The key methodological contribution is the treatment of loci selection as a model‑selection problem. For every candidate pair (K, S) – where K is the number of clusters and S a subset of the L available loci – the Bayesian Information Criterion (BIC) is computed:

 BIC = −2 log L̂ + p log n,

where L̂ is the maximised likelihood, p the number of free parameters (which grows with |S| and K), and n the sample size. By minimising BIC across all candidates, the procedure automatically balances model fit against complexity, discarding loci that do not improve the clustering likelihood.

The authors prove a consistency theorem: under a single realistic assumption—that the data are generated from a true finite mixture of multinomials with a well‑separated set of informative loci—the BIC‑selected model converges in probability to the true model (K*, S*) as n → ∞. This extends classic BIC consistency results to the combined problem of mixture estimation and variable (loci) selection in a high‑dimensional categorical setting.

Implementation is provided in a C++ package called MixMoGenD (Mixture Model using Genetic Data). The software employs memory‑efficient data structures and OpenMP‑based parallelisation, allowing it to handle thousands of loci and large sample sizes with reasonable runtime.

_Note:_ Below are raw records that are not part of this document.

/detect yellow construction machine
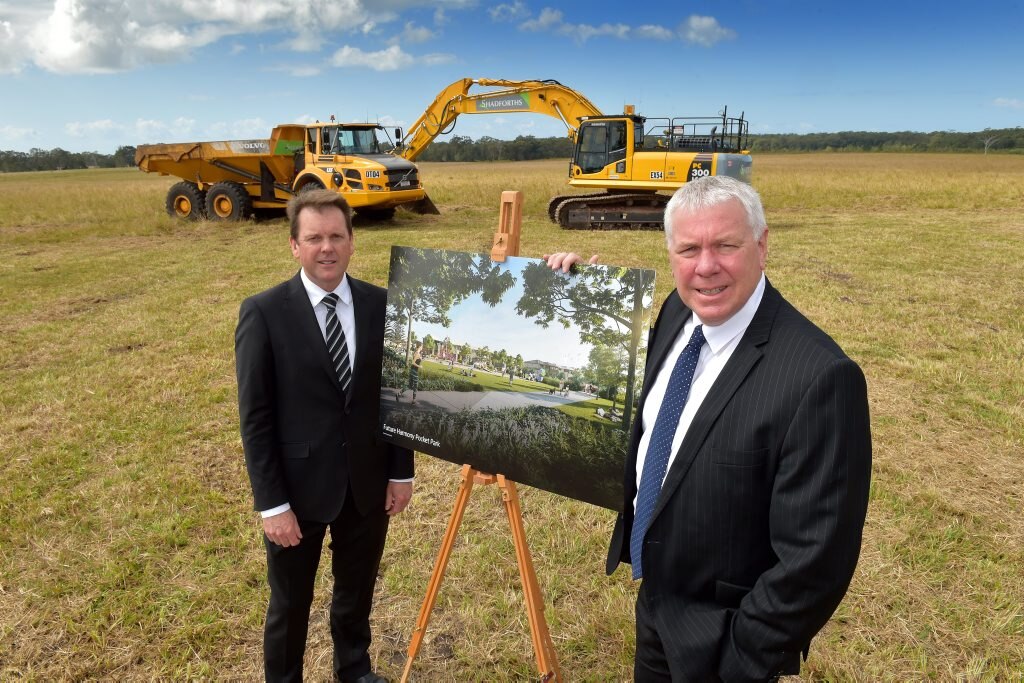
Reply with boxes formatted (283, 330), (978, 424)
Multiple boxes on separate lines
(135, 116), (437, 220)
(396, 78), (752, 229)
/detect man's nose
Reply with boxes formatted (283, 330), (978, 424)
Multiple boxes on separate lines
(694, 249), (719, 275)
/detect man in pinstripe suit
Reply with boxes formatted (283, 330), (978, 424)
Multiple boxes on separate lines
(573, 176), (871, 681)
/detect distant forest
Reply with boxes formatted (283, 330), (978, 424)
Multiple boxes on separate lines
(0, 127), (1024, 173)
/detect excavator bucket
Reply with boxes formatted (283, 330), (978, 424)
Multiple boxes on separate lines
(406, 195), (441, 216)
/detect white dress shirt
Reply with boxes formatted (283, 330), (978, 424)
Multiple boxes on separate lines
(633, 273), (765, 509)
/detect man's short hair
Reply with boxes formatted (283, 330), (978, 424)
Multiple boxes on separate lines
(665, 175), (768, 246)
(287, 189), (352, 240)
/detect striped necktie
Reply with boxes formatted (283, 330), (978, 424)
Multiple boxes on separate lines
(321, 292), (352, 398)
(630, 325), (705, 579)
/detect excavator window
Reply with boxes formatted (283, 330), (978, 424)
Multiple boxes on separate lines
(577, 121), (627, 173)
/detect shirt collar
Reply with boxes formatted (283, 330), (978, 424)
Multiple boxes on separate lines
(687, 272), (765, 353)
(299, 268), (352, 308)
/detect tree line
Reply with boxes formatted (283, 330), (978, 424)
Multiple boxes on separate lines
(0, 145), (135, 173)
(751, 127), (1024, 154)
(0, 126), (1024, 173)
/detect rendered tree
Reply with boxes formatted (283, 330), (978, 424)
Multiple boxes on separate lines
(388, 247), (515, 362)
(516, 263), (654, 430)
(587, 346), (626, 411)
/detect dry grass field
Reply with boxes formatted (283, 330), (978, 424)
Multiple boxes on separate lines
(0, 154), (1024, 681)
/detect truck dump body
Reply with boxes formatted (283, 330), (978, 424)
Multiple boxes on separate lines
(135, 123), (437, 219)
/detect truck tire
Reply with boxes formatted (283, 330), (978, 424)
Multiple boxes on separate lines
(206, 180), (253, 220)
(166, 180), (206, 220)
(355, 207), (394, 221)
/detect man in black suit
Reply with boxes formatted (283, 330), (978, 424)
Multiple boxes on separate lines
(234, 190), (413, 683)
(549, 176), (871, 681)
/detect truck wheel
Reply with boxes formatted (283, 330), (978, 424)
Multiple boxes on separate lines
(206, 181), (253, 220)
(166, 181), (206, 220)
(356, 207), (394, 220)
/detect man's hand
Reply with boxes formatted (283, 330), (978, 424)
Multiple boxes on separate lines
(384, 481), (413, 516)
(544, 252), (597, 272)
(263, 510), (302, 548)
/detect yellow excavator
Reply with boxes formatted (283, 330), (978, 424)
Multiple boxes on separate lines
(395, 78), (752, 229)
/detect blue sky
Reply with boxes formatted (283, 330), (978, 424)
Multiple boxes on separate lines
(0, 0), (1024, 153)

Extensive simulation studies evaluate the method under varying conditions: number of clusters (K = 2–5), total loci (L = 50, 100, 200), allele counts per locus (2–5), and proportions of “noise” loci that carry no clustering information. Three approaches are compared: (1) MixMoGenD with BIC‑driven loci selection, (2) a conventional MBC that uses all loci, and (3) a naïve approach that pre‑selects a fixed subset of loci. Performance metrics include Adjusted Rand Index (ARI) for clustering accuracy, mean‑squared error (MSE) for allele‑frequency estimation, and computational time.

Results show that the BIC‑selected model consistently outperforms the full‑loci baseline. When noise loci constitute up to 70 % of the data, MixMoGenD retains an ARI above 0.85, whereas the baseline drops to around 0.60. Allele‑frequency estimates are more accurate (≈30 % reduction in MSE), and the reduction in the number of parameters yields a 40 % decrease in memory usage and runtime. These findings confirm that the proposed selection mechanism effectively mitigates over‑fitting and enhances interpretability without sacrificing statistical power.

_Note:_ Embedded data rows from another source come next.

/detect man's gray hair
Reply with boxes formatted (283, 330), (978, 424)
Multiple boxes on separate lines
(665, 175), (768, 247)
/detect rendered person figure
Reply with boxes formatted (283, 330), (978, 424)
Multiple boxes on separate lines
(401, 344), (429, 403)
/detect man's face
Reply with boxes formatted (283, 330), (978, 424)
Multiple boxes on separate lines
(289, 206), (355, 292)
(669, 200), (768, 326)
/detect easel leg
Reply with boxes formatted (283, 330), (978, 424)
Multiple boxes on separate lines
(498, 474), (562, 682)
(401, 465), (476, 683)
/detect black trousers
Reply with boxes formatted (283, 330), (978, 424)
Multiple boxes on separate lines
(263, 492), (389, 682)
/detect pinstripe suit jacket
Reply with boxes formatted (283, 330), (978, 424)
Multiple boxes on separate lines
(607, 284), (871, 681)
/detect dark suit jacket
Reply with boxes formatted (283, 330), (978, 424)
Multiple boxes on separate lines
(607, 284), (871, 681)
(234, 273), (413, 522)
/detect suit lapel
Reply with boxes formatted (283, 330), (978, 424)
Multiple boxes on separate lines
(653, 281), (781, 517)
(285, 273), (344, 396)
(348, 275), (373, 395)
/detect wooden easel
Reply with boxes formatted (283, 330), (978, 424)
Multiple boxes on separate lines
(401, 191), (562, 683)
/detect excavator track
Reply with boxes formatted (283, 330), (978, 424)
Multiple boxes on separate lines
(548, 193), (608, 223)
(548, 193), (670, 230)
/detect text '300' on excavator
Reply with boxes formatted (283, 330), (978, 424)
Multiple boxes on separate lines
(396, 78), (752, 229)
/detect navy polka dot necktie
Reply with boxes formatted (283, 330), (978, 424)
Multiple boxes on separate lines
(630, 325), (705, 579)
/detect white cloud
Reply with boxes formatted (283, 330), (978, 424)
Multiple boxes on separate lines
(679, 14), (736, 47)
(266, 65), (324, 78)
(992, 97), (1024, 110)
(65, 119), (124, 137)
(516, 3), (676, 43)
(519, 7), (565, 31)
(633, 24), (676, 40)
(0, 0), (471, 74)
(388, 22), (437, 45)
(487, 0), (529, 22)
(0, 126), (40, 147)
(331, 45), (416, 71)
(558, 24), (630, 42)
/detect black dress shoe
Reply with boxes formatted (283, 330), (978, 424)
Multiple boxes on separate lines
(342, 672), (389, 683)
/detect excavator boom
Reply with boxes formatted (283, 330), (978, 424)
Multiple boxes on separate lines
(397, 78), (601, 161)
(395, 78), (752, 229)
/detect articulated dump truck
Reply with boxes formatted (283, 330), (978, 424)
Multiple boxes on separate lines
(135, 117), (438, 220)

The discussion highlights potential applications in real‑world genomics: population structure inference from SNP panels, sub‑type discovery in disease cohorts, and cultivar classification using microsatellite markers. Moreover, the selected loci themselves may have biological relevance, offering a data‑driven way to pinpoint markers that drive population differentiation. Future extensions suggested by the authors include modelling linkage disequilibrium between loci, handling missing genotype data, and adopting fully Bayesian inference via Markov chain Monte Carlo to obtain posterior distributions over K and S.

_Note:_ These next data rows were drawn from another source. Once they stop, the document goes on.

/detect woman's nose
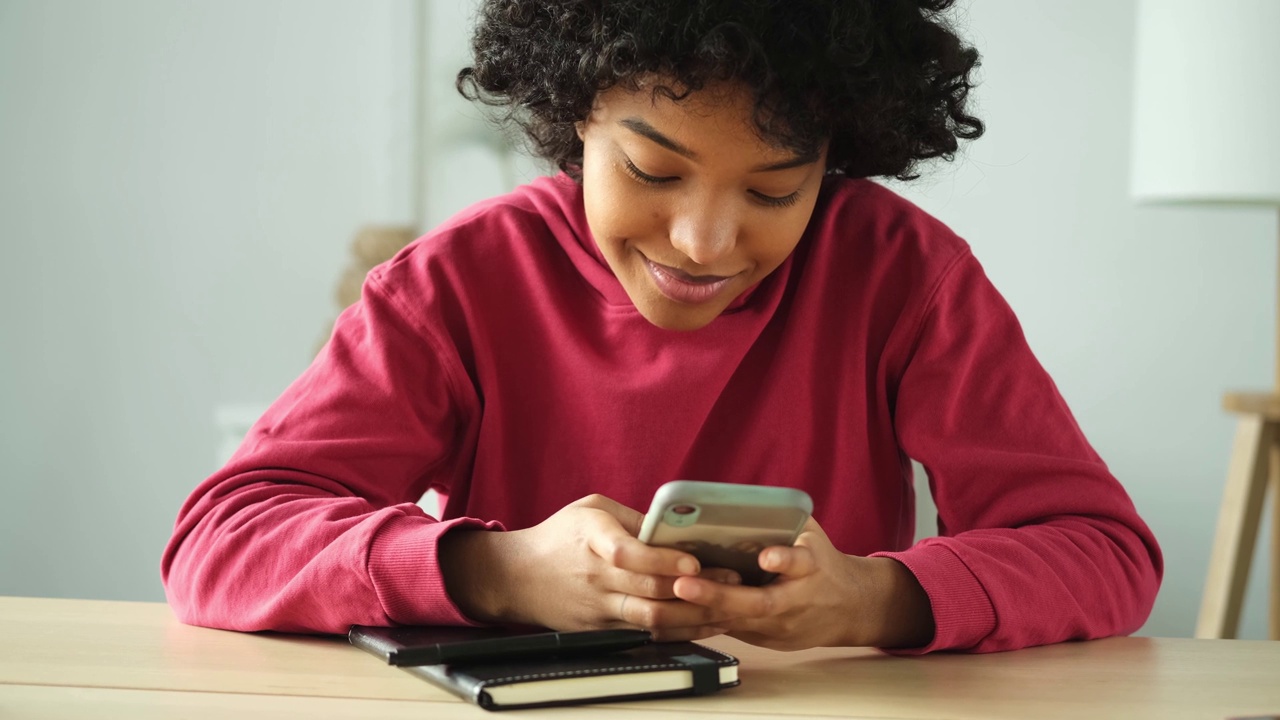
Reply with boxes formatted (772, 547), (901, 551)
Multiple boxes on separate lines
(669, 204), (739, 266)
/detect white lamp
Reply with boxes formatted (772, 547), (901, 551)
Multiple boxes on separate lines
(1132, 0), (1280, 639)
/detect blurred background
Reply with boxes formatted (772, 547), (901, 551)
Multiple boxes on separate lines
(0, 0), (1277, 638)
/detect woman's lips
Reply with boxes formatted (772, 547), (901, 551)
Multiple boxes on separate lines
(644, 258), (733, 304)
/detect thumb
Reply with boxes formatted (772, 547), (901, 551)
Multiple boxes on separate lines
(577, 495), (644, 537)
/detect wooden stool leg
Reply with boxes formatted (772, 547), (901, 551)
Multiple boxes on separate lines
(1260, 443), (1280, 641)
(1196, 415), (1276, 638)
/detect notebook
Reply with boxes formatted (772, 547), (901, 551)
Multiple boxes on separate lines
(352, 628), (739, 710)
(347, 625), (653, 665)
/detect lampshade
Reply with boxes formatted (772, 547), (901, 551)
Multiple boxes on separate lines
(1130, 0), (1280, 206)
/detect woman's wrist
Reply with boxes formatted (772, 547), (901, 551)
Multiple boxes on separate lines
(863, 557), (934, 648)
(436, 529), (520, 623)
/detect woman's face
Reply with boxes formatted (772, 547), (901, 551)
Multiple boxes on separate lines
(579, 80), (826, 331)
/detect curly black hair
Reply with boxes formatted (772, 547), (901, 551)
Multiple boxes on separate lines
(457, 0), (984, 179)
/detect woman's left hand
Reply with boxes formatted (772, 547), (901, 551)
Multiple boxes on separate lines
(673, 519), (933, 650)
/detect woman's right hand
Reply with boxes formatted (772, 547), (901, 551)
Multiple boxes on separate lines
(439, 495), (739, 641)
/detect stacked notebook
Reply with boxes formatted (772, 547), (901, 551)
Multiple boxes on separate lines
(348, 625), (739, 710)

In summary, the paper delivers a comprehensive solution that integrates mixture modelling, EM‑based parameter estimation, and BIC‑driven variable selection for multi‑allelic genetic data. It provides both theoretical guarantees (consistency) and practical validation (simulation studies), positioning MixMoGenD as a robust tool for geneticists and bioinformaticians seeking reliable, interpretable clustering of high‑dimensional genotype data.